Above the shop is an exhibition that aims to change perceptions of Mafia culture among younger generations.
Particularly disturbing is the tribute to murdered children, including one 11-year-old boy, kidnapped, strangled, and then dissolved in acid. There are also portraits of men and women who bravely fought against the Mafia. Most met unhappy endings.
We turned a corner into a side room showing Mafiosi arrests. And suddenly there he was. Bernardo Provenzano. The building's notorious former owner. Large as life - but fortunately made of cardboard.
There's also a portrait of Giovanni Brusca, a brutal criminal responsible for the kidnap and murder of that poor 11-year-old. The wine sold in the shop downstairs is now produced on Brusca's former vineyards between Corleone and Palermo.
Seven years ago I visited the co-operative setting up legal wine production on this land.
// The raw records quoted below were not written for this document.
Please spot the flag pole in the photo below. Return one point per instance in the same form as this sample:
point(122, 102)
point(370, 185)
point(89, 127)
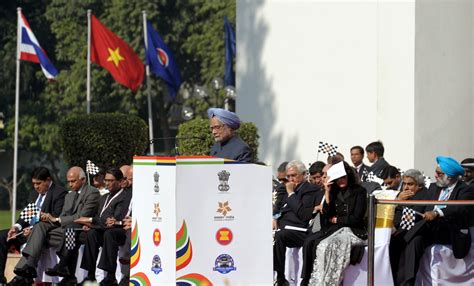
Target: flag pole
point(88, 61)
point(17, 111)
point(148, 88)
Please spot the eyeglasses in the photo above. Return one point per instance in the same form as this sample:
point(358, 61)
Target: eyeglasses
point(216, 127)
point(439, 173)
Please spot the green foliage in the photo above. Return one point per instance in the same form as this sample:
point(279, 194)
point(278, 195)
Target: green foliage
point(107, 139)
point(199, 128)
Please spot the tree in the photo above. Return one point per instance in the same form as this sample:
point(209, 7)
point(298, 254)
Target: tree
point(193, 30)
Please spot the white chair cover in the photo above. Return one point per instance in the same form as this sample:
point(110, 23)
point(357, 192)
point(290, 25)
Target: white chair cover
point(439, 267)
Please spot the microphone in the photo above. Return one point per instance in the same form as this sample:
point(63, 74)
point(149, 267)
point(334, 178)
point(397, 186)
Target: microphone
point(153, 140)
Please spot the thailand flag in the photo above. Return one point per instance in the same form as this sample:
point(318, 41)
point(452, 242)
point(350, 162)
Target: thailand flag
point(30, 50)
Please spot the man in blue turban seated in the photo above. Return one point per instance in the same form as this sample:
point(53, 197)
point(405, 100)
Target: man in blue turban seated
point(229, 145)
point(439, 224)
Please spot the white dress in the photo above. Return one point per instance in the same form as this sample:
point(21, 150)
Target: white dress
point(333, 256)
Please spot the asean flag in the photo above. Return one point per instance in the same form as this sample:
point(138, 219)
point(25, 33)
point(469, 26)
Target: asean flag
point(31, 51)
point(114, 55)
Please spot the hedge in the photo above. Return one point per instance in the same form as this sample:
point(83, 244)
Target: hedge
point(197, 138)
point(107, 139)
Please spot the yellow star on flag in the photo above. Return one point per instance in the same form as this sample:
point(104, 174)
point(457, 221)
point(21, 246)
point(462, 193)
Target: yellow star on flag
point(115, 56)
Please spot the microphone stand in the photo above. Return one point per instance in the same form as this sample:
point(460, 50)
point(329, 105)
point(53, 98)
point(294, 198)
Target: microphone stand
point(176, 139)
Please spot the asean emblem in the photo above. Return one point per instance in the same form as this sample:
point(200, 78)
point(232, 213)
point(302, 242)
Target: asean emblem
point(224, 181)
point(156, 237)
point(224, 236)
point(156, 178)
point(156, 265)
point(224, 264)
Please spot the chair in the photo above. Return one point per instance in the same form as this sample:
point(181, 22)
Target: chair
point(439, 267)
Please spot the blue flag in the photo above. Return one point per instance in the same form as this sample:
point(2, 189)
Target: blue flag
point(229, 78)
point(161, 61)
point(30, 49)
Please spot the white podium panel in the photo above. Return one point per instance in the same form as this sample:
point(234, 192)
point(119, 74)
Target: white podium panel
point(214, 222)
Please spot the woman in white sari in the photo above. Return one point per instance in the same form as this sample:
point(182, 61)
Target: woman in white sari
point(344, 209)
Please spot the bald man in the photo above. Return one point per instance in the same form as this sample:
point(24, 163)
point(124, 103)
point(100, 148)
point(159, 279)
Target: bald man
point(83, 200)
point(229, 145)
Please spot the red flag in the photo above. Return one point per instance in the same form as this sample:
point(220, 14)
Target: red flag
point(113, 54)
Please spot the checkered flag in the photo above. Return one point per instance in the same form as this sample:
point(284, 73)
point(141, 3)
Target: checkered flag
point(30, 213)
point(327, 148)
point(91, 168)
point(408, 218)
point(371, 177)
point(70, 238)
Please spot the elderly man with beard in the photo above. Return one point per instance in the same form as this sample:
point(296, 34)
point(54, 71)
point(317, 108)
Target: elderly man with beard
point(441, 224)
point(295, 214)
point(229, 145)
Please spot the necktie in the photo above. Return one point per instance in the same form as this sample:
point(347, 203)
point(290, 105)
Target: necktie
point(40, 200)
point(75, 199)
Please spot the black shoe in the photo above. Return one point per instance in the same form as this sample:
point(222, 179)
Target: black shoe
point(125, 281)
point(20, 281)
point(282, 282)
point(109, 281)
point(26, 271)
point(304, 282)
point(68, 281)
point(57, 271)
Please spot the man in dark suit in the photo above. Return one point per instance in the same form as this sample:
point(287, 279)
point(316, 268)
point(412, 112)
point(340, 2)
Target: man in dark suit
point(83, 200)
point(49, 198)
point(117, 235)
point(441, 223)
point(228, 144)
point(413, 188)
point(375, 151)
point(113, 205)
point(293, 219)
point(357, 157)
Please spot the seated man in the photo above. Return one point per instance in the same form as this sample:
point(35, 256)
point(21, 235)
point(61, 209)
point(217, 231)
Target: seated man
point(49, 198)
point(391, 178)
point(294, 217)
point(316, 173)
point(413, 188)
point(228, 144)
point(111, 205)
point(440, 223)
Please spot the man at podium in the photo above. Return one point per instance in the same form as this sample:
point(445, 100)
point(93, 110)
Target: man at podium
point(229, 145)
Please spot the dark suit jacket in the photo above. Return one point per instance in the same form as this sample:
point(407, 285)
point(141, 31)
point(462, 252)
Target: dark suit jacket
point(378, 167)
point(85, 205)
point(298, 208)
point(349, 208)
point(362, 168)
point(116, 209)
point(234, 148)
point(53, 202)
point(454, 219)
point(423, 194)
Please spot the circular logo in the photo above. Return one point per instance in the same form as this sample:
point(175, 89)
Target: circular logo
point(224, 236)
point(156, 237)
point(162, 57)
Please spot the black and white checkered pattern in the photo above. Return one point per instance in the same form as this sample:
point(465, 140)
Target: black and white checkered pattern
point(70, 238)
point(30, 213)
point(408, 218)
point(91, 168)
point(327, 148)
point(371, 177)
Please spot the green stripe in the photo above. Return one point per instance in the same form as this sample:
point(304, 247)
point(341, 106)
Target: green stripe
point(153, 163)
point(199, 163)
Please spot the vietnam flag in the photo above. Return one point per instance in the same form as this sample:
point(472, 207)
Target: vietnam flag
point(113, 54)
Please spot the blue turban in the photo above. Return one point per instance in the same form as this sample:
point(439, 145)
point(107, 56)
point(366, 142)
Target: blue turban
point(449, 166)
point(228, 118)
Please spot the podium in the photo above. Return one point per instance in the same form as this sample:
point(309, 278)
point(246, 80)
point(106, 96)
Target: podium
point(201, 221)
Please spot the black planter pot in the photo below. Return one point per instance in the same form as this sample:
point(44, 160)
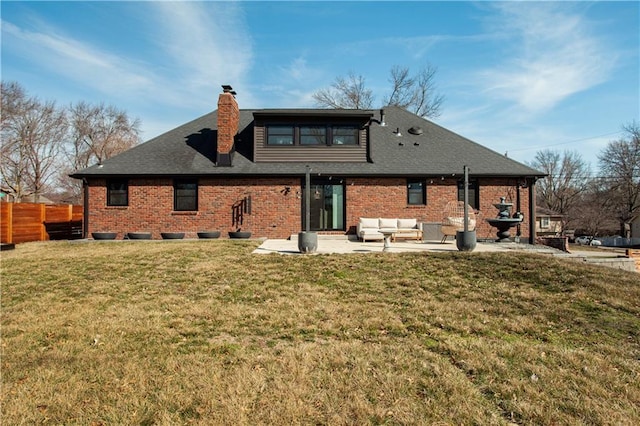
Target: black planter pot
point(307, 242)
point(209, 234)
point(239, 234)
point(104, 235)
point(466, 240)
point(139, 235)
point(172, 235)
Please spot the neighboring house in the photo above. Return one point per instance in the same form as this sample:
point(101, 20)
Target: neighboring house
point(235, 168)
point(548, 222)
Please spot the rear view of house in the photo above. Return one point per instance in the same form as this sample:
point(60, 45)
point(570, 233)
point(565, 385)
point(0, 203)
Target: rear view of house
point(245, 169)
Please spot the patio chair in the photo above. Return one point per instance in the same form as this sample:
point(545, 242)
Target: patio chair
point(453, 219)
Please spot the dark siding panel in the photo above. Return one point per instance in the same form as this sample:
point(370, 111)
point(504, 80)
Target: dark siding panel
point(341, 154)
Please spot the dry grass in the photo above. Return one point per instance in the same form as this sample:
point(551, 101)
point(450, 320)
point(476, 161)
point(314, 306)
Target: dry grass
point(203, 332)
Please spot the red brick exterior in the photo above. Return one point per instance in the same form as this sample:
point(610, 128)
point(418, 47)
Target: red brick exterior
point(276, 212)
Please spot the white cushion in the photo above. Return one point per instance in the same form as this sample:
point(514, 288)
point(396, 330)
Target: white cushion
point(366, 222)
point(388, 223)
point(407, 223)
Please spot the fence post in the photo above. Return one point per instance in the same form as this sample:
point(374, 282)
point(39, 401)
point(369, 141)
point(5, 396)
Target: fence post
point(9, 220)
point(43, 216)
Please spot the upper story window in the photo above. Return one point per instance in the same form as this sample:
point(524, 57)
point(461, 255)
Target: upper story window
point(344, 135)
point(185, 195)
point(117, 192)
point(545, 222)
point(416, 192)
point(312, 135)
point(280, 135)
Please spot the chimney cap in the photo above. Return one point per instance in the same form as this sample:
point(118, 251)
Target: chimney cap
point(228, 89)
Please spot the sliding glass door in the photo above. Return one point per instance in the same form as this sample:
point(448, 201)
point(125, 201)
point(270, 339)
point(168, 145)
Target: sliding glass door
point(327, 205)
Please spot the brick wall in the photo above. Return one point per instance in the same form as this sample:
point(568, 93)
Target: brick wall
point(276, 212)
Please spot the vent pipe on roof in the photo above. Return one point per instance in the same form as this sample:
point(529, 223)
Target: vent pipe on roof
point(227, 125)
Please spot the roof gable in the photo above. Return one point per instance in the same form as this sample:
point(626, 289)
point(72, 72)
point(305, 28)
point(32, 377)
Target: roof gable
point(190, 150)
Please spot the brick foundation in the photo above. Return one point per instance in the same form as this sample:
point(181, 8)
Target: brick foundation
point(276, 212)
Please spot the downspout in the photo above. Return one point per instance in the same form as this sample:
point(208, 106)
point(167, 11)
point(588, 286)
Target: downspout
point(532, 211)
point(85, 208)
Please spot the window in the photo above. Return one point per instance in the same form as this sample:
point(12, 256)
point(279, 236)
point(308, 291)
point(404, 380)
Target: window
point(117, 192)
point(474, 193)
point(416, 192)
point(313, 135)
point(280, 135)
point(344, 135)
point(185, 195)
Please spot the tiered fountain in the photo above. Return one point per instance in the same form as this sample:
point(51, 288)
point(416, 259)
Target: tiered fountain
point(504, 221)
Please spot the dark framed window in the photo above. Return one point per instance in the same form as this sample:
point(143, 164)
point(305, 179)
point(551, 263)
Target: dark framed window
point(416, 192)
point(344, 135)
point(313, 135)
point(474, 193)
point(185, 195)
point(117, 192)
point(280, 135)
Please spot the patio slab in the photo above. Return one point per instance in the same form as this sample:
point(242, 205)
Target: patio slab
point(343, 245)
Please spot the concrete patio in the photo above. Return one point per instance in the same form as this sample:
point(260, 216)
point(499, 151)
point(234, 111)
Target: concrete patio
point(336, 244)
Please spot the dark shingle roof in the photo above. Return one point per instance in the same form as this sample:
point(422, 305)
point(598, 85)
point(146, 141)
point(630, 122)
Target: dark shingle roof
point(189, 150)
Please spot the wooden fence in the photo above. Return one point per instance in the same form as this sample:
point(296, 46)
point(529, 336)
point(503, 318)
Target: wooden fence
point(23, 222)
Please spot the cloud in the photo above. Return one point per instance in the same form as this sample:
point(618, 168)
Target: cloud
point(198, 47)
point(551, 55)
point(208, 44)
point(76, 60)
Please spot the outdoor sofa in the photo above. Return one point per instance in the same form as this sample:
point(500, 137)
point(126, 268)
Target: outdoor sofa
point(371, 229)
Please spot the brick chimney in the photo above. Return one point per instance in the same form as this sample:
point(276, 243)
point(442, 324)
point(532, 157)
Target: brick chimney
point(228, 122)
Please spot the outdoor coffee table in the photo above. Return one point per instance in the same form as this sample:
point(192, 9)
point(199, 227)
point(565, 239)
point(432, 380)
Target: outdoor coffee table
point(388, 235)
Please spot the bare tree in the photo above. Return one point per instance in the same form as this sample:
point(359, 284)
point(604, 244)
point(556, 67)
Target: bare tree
point(567, 180)
point(592, 212)
point(98, 132)
point(620, 166)
point(32, 136)
point(415, 93)
point(345, 93)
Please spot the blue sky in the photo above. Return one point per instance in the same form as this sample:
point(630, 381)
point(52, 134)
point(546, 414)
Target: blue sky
point(517, 77)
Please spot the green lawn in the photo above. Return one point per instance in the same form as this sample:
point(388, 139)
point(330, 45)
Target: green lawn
point(204, 332)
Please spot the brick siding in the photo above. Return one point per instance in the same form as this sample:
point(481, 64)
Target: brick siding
point(276, 212)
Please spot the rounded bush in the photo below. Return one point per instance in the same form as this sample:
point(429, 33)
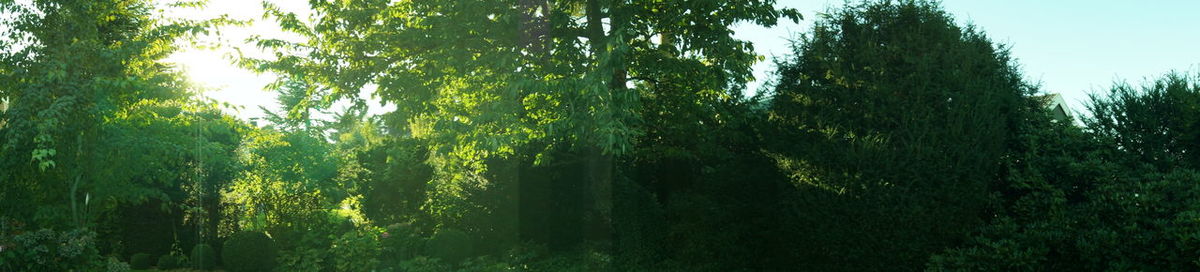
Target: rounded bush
point(204, 257)
point(450, 245)
point(141, 261)
point(401, 242)
point(249, 252)
point(171, 261)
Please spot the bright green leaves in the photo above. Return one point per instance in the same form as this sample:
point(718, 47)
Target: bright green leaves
point(42, 156)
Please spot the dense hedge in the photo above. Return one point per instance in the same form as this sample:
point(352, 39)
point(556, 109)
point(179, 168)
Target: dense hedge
point(204, 257)
point(450, 246)
point(247, 252)
point(141, 261)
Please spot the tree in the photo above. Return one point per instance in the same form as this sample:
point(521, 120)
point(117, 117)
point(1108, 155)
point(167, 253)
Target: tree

Back then, locals were reluctant to work there, some reported intimidation and there were several arson attempts.
Today it feels very different. More than 100 people are employed at the Centopassi vineyards, and I saw construction workers building a new visitor centre and tasting room.
"It feels a little bit like a revolution," says manager Stefano Palmero. "People from nearby towns can choose to work here instead of in Mafia-connected firms."
These vineyards produced 300,000 bottles of wine this year. However, most is sold in Northern Italy rather than in Sicily itself.
"Many Sicilian supermarket chains are still run by Mafia interests," explains Lucio Guarino, director of the agency that manages the confiscated land in Sicily.
"We absolutely refuse to deal with them. It sounds mundane but supermarkets are incredibly important now for the Mafia's control over the land and economy."
Breaking the domination of the Mafia in this part of Italy will be a long process.
Transforming confiscated properties into ethical businesses is certainly a start. Already they're attracting tourists and providing employment in tough economic times, and for the younger generations they're a tangible symbol of legality and hope.